In the early 1980s, Ethiopian music was at a crossroads: new technologies could either elevate musicianship or replace it, depending on who you asked. Drum machines and electric organs started replacing many hotel bands because one musician could suddenly manage drums, melody, and accompaniment. Teodros was among the first in Ethiopia to explore what this shift made possible. His musical foundation began through his father, Captain Makonnen Beri, who brought home a piano from Germany and hired an Indian teacher to teach Teodros and his brother music theory and piano. After early schooling and further studies in American jazz, Teodros developed professionally as a teenager—mastering electronic sequencing and gaining prominence through disciplined midnight recordings during the military curfew—leading to collaborations with major Ethiopian artists and work with bands in hotel venues.
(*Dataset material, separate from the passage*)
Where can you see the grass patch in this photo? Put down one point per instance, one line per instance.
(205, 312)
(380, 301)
A turning point came when Teodros met a Saudi diplomat who owned a Yamaha double-deck keyboard. That same evening, they recorded Teodros Makonnen With His Organ in one take, quickly turning Ethiopian traditional songs into an entirely electronic experience. Using an electric organ with drum-machine backing and hypnotic rhythm patterns, the music created dreamlike soundscapes: familiar tracks became freshly arranged, mixing airy buoyancy with darker, more quirky moods and lingering, ethereal atmospheres. Originally released on cassette and long unknown outside Ethiopia, it represents both Teodros’s artistic legacy and a broader crossroads—electronics that some feared would signal decline, but that he used to open new creative possibilities, eventually shaping how Ethiopian music could “dream” through sound.